August 26, 2025
The S&P 500 is showing some signs of rotation below the surface despite the index price continuing to sit near all-time highs. The story of August has been profit taking from the Tech Sector, specifically AI hyper-scalers and other attendant parts of the AI eco-system. The Fed has made dovish noises which has kept interest rates contained in the near-term on concerns that unemployment is starting to tick higher, and the labor market may need an assist in the second half of the year.
If rates move lower in anticipation of Fed easing and tariffs end up pushing prices higher, the likely outcome is inflationary. Historically the Materials sector and commodities prices benefit from inflation positioning. This cycle has been different largely because Energy stocks have generally been shunned given the secular trend towards alternative energy and electrification. When we look at the Bloomberg Commodities Index (BCOM, chart below), we can see that despite inflation concerns over the past 2+ years, the path of commodities prices remains sideways. However, from a tactical perspective the index is ticking higher from oversold levels.

Looking at the US Large Cap. Materials Sector performance vs. the S&P 500 as proxied by the XLB ETF (below) we can see the bid for Metals and Mining stocks (bottom panel) since the start of 2025. Construction Materials names (MLM, VMC) have also hooked higher since the S&P 500 index put in their April lows. Weakness persists for C&P names and Chemicals stocks which, despite weak petroleum prices, can’t seem to turn things around.

What Could be Changing?
There are a few ways Materials stocks could rebound from here. From a technical perspective, continued rotation out of the AI trade would likely provide an ambient tailwind to the other sectors of the market. Whether min vol. or high beta, more non-AI stocks drift into the “Value” bucket every time there’s a surge in AI enthusiasm. Over the longer-term this could setup another scenario like 2022 where inflation emerged against a backdrop of a very wide spread between Growth and Value. As in 2022, we think upwards pressure on rates would be the bearish “tell” if the Growth trade were to experience sustained selling.

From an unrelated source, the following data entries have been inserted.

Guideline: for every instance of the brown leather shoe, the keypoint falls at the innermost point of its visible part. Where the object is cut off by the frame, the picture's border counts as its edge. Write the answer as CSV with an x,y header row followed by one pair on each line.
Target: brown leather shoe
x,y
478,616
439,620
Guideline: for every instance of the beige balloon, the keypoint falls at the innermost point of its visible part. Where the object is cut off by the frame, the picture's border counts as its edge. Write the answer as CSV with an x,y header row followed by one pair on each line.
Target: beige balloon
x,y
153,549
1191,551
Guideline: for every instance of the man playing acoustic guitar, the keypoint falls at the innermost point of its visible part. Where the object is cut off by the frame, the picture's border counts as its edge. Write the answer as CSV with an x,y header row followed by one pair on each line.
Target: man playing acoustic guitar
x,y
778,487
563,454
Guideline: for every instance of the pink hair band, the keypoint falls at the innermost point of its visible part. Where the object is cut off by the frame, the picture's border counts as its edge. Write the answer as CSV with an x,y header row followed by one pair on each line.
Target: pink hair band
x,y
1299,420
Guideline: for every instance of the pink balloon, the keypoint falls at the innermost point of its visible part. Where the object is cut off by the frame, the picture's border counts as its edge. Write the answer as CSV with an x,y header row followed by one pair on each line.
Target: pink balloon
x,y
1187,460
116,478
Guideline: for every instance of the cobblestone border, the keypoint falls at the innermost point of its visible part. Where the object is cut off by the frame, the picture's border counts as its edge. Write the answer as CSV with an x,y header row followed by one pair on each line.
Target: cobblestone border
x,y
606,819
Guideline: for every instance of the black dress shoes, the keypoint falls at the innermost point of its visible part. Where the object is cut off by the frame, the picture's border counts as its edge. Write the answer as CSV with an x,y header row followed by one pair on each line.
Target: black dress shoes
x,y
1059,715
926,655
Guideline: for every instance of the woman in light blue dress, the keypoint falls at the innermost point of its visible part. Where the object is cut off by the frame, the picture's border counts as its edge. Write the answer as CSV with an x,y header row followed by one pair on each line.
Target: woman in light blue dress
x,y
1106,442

The Fed could have a significant impact on sector trends as well. An easing cycle typically starts with a bid for lagging stocks, similar to what transpired in the 2nd half of 2024.
The chart below shows sector performance from July 1, 2024 through October 1, 2024.

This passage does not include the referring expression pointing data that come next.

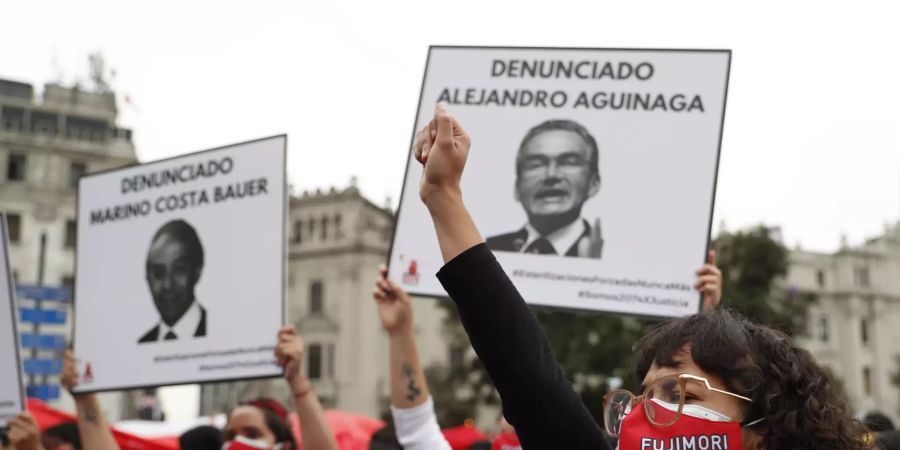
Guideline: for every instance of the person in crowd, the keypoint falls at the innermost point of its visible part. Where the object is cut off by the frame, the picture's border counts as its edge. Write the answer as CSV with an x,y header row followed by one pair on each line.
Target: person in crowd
x,y
204,437
411,405
262,425
711,379
23,433
92,427
62,437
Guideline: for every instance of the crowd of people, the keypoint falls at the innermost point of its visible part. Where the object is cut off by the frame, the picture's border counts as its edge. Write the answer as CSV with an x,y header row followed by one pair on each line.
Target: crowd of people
x,y
712,380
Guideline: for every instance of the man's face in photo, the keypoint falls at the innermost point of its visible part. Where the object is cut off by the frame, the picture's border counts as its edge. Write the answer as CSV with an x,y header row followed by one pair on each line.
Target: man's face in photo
x,y
171,275
554,174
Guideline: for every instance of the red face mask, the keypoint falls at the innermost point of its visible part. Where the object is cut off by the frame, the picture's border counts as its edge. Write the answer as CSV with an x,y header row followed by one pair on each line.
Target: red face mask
x,y
688,433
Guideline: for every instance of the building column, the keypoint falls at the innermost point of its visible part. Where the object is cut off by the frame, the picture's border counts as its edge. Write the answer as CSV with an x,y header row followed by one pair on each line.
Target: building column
x,y
61,125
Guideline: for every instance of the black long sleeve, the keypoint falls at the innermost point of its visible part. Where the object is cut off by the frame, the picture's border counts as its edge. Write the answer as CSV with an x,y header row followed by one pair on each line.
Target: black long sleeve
x,y
537,398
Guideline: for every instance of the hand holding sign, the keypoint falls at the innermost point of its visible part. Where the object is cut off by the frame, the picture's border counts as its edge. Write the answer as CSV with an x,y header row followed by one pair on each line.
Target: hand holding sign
x,y
289,353
442,147
709,282
24,433
68,378
394,305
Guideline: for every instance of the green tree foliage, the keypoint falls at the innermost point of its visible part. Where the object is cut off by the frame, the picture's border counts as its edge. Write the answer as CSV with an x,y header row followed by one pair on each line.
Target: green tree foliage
x,y
753,265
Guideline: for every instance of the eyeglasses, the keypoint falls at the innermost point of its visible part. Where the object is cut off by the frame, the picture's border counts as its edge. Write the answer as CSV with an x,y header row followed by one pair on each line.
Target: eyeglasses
x,y
671,390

We can see that investors responded to easing by selling Tech and Energy stocks and buying everything else while the Fed was ramping dovish policy. Looser financial conditions ended up triggering a rise in commodities prices and then interest rates which spoiled the party and set up the tariff induced correction to start 2025. Nonetheless, if an easing cycle is implemented despite the potentially inflationary setup, we would expect Materials stocks would perform more robustly than they have in 2023/24.

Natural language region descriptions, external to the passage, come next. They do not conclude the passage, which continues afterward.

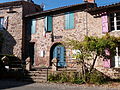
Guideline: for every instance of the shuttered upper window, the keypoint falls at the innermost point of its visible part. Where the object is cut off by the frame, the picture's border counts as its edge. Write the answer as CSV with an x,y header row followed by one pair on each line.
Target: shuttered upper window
x,y
33,26
115,21
69,20
48,23
1,23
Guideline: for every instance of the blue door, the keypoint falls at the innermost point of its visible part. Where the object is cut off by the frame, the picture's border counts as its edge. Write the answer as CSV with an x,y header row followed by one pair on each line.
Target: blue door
x,y
59,53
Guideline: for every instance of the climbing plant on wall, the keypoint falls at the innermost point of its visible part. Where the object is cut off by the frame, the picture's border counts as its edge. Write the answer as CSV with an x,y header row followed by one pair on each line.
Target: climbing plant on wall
x,y
93,47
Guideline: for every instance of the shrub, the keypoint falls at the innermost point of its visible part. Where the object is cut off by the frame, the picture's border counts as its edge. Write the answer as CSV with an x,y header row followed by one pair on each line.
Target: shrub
x,y
97,77
72,77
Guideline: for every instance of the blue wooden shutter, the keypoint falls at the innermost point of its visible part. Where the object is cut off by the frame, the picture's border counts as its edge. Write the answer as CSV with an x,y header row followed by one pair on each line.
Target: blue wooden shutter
x,y
55,52
46,27
49,23
66,21
33,26
62,57
71,20
1,23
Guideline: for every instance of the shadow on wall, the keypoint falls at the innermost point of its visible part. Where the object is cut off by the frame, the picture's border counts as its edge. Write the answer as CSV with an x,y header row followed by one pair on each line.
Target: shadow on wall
x,y
8,43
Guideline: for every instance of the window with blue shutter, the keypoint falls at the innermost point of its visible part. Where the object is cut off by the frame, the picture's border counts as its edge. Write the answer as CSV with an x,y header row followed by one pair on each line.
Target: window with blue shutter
x,y
1,23
48,23
33,26
69,20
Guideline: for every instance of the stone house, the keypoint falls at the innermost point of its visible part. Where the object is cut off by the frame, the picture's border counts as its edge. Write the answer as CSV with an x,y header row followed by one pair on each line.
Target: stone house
x,y
30,32
12,25
48,29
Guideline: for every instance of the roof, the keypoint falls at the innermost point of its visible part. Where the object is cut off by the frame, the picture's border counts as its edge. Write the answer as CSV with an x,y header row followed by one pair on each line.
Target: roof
x,y
81,7
15,3
107,8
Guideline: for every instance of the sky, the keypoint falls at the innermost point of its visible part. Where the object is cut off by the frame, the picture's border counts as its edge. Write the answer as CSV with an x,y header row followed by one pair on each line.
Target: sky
x,y
50,4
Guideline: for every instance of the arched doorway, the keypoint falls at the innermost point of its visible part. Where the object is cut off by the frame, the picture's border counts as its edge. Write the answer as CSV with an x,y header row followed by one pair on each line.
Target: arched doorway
x,y
58,51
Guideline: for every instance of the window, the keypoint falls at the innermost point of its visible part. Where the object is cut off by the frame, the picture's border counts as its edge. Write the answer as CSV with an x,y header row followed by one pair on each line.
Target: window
x,y
117,57
33,26
115,21
69,20
1,23
48,24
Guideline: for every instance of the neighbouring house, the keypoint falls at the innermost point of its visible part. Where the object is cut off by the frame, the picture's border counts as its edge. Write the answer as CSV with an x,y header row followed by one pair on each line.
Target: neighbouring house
x,y
12,25
48,29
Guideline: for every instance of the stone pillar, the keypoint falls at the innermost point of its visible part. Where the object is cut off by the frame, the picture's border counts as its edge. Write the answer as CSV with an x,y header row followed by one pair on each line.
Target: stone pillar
x,y
28,64
54,64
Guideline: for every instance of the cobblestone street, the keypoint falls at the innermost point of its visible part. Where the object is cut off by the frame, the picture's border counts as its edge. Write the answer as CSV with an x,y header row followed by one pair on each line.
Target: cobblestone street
x,y
17,85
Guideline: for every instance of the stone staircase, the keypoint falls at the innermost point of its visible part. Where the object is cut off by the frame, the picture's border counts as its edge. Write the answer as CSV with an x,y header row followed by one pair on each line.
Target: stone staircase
x,y
36,75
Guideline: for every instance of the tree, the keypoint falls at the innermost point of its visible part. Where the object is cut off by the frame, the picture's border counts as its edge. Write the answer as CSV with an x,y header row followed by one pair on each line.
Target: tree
x,y
93,47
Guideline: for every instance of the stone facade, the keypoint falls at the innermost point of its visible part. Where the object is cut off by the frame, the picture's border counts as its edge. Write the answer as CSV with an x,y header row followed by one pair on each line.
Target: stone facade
x,y
84,24
14,35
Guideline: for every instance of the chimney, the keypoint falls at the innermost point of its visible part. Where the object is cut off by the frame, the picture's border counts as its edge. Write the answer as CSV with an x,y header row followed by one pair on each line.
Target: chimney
x,y
89,1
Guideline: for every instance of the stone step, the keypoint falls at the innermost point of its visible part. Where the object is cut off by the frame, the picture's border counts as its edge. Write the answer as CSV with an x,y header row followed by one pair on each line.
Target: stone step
x,y
35,80
36,74
35,77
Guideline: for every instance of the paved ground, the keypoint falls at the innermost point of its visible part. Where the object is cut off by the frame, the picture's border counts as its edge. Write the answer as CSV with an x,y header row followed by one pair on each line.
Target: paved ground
x,y
15,85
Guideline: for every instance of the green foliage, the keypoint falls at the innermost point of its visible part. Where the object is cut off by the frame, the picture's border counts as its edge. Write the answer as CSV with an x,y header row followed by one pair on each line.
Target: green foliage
x,y
1,38
97,77
66,77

Finally, while economic data is moderating, the economy remains close to full employment and easing credit conditions could spur the housing market back into gear. We mentioned homebuilders in our weekly letter as showing signs of near-term bullish reversal. If rates stay lower, we could see housing and construction boost cyclical sectors while the AI trade cools down.
Conclusion
Over the long-term we expect the AI trade to remain central to the current bull market. However, the initial ramp for equities off the April lows have seen concentrated buying in AI themes. The Materials sector is structurally oversold and poised to benefit from any near-term rotation out of the AI trade. A rekindling of the housing/capex cycle and the potential need to hedge against inflation are two of the biggest reasons to think about adding Materials sector exposure. The sector has been challenged in this cycle, but just as we are seeing some bottom-fishing in Healthcare and Housing, we think there is potential for Materials stocks in a similar vein.
Data sourced from Factset Research Systems Inc.